Nellist was attacked by the shark at Buchan Point, Malabar about 10 miles (16 kms) south of the city. It's believed that Nellist, who life savers said sustained "catastrophic" injuries in the attack, swam there every day. His remains were found in the water an hour later.
Nellist, from Wolli Creek, was a certified diving instructor and had just gone to the sea around 4:30 pm on Wednesday when he was fatally attacked by a great white shark. He was training for a charity ocean swim this weekend, which has since been cancelled.
In a statement, the organizing committee said: "The organising committee extends our thoughts and prayers to the family of the swimmer who was so tragically taken yesterday.
"Out of respect for the swimmer and his family, and following wide consultation with Randwick Council and experienced senior Surf Life Saving personnel, we believe that cancelling the 2022 swim is appropriate."
Nellist was a seasoned ocean swimmer, according to friends, who said he "loved the water." According to reports, he is understood to have family in the UK and a partner in Sydney whom he was about to marry.
According to his friends, Nellist loved swimming, a fact attested by the photographs on his social media page. He worked as a dive instructor at the Scuba Diving Social Club in south Sydney. Following the incident, authorities discovered human remains in the sea at Little Bay.
Search on for the Shark
On Thursday, surf life savers searched for other remains, as well as the shark, which is estimated to be between 4 and 5 meters long.

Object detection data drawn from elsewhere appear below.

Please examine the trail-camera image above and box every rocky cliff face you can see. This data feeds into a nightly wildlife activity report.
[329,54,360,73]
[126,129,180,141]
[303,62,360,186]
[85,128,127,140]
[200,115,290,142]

Nellist's death is reportedly Sydney's first fatal shark attack since 1963 at Sugarloaf Bay in Middle Harbour.
Since his tragic death tributes have been pouring in from friends and other swimmers. "Everything that is connected to Simon is connected to the ocean. The news hit us like a truck because he was one of the people who make this earth lighter," friend Della Ross told Seven News.
Interestingly, Nellist knew about the potential dangers every time he did the swim between Little Bay Beach and Malabar. According to reports, Nellist did the swim almost every day. "Shark net and drum lines protect no one and kill all kinds of marine life each year," he posted on Facebook six months ago.
Nellist used to dive at a scuba center in Kogarah, which was shocked by the drowning of Ross' son Dmitriy four years ago while freediving in Brighton Le Sands after becoming entangled in shark nets.
On Thursday, Randwick mayor Dylan Parker said that the neighborhood was devastated and that residents were hesitant to return to the open sea. "Undeniably this has shaken the community to the core. And people all across the area will be looking the little bit differently," he said.
"There is always risk in open water, but the main message which we have for our community is that shark attacks, even though this is tragic, are exceptionally rare."
More than a dozen beaches between Bondi and Cronulla were closed on Thursday but will reopen on Friday after no further shark sightings.